CACCHIOLI-GEORGELIN Mélanie

Mélanie CACCHIOLI-GEORGELIN                                       

Psychologue clinicienne

Thèse 2015-2018

2017-2018   ATER en psychopathologie, Université de Poitiers, laboratoire CAPS EA 4050

melanie.georgelin@yahoo.fr

 

 

Titre de la thèse : L’identité narrative chez des garçons violents accueillis en ITEP

 

Directeur de thèse : Pr François MARTY

 

Résumé

Ma recherche porte sur l’identité narrative chez des enfants âgés de 6 à 13 ans, accueillis en ITEP.
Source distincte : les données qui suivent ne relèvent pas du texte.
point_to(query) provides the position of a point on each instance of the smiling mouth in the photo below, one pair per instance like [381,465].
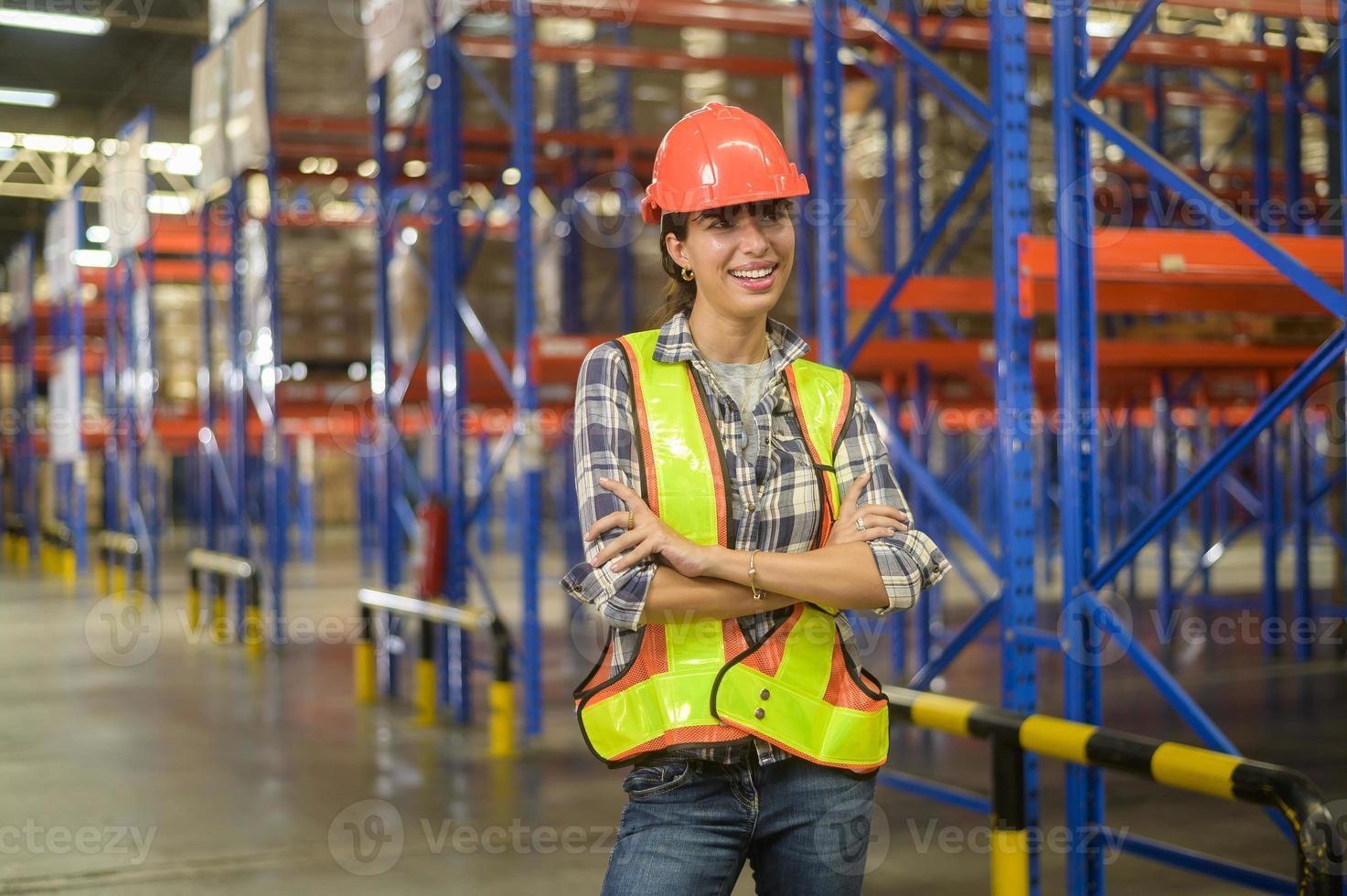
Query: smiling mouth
[754,273]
Nous nous interrogeons sur les difficultés éprouvées par l’enfant violent à raconter une histoire et a fortiori à mettre en récit la sienne propre.

Paul Ricoeur, philosophe, propose de penser l’homme comme un être résolument narratif, un être pour qui l’impérieuse nécessité de raconter le monde et de se raconter fonde son essence même. Il s’agit de considérer ce qui demeure de la singularité d’un être au fil du temps, la façon dont il se vit et se raconte. Au travers de ce concept se fait jour une dialectique entre soi et l’autre, entre soi et l’étranger en soi (la mêmeté et l’ipséité).

L’identité narrative, c’est la possibilité d’un écart réflexif face à l’évènement, c’est la fondation de l’expérience au regard de la temporalité. C’est donc un aspect de la conscience de soi, une expérience de l’intime, l’expression de la subjectivité telle qu’elle peut être partagée et transformée.

Or, dans la clinique des enfants violents, nous observons que tous ont en commun d’échouer à se constituer un récit de vie, à se forger une expérience. Tout se passe comme si le sentiment de continuité dans l’existence (Winnicott) était un canevas troué, sans cesse remis sur le métier.

C’est en cela que la mise en acte peut être lue comme une ultime tentative d’historicisation (P.Aulagnier) par le corps propre : l’acte violent prend source là où la mise en récit est escamotée, trouée, il déferle et charrie l’indicible douleur de vivre.

Si l’on peut alors considérer que la fragilité de l’identité narrative, ses vacillements, ses achoppements sont le lot de tout être humain, notre dessein serait de préciser en quoi elle est singulièrement menacée chez l’enfant violent.

En effet, les difficultés comportementales, observables rencontrées par les garçons violents accueillis en ITEP sont pointées, dans l’après-coup, dès l’âge de 2/3 ans par les parents et les enseignants. C’est donc au moment de la construction du sujet et de l’émergence du récit qu’apparaissent ces symptômes.

Dans cette perspective, il apparaît que les troubles du comportement sont une conséquence des troubles de la narrativité chez l’enfant : c’est l’hypothèse que nous défendrons au cours de notre recherche.

 

Thèmes de recherche :  

- Psychopathologie de l’enfant

- Psychopathologie de la violence

- Narrativité, récit, écriture de soi

- Processus de subjectivation

- Epistémologie de la psychanalyse

- Psychothérapie institutionnelle

 

Mots-clés : narrativité- identité narrative – enfance - violence – agir - subjectivation

 

Lieux d’exercice : ITEP et cabinet libéral

 

Activité d’enseignement :

Université Paris-Descartes 2016-2017 :

L1 : Cli1, MPPP1

L2 : PPE

L3 : MPP3 Education

 

Publications :

-     Georgelin, M. (2017). S’opposer pour un oui ou pour un non ? L’histoire des enfants accueillis en ITEP. Enfances & psy, 73. Paris : Erès.

-     Georgelin, M. (2016). Présence de Paul Eluard à St Alban pendant la guerre. Revue Carnet Psy web. http://www.carnetpsy.com/player.php?id=RWURQM3T

-     Georgelin, M., Marty, F., Gontier, E. (2016). Troubles de la narrativité dans la clinique de l’enfant violent. Annales médico-psychologiques. Vol.174. Elsevier.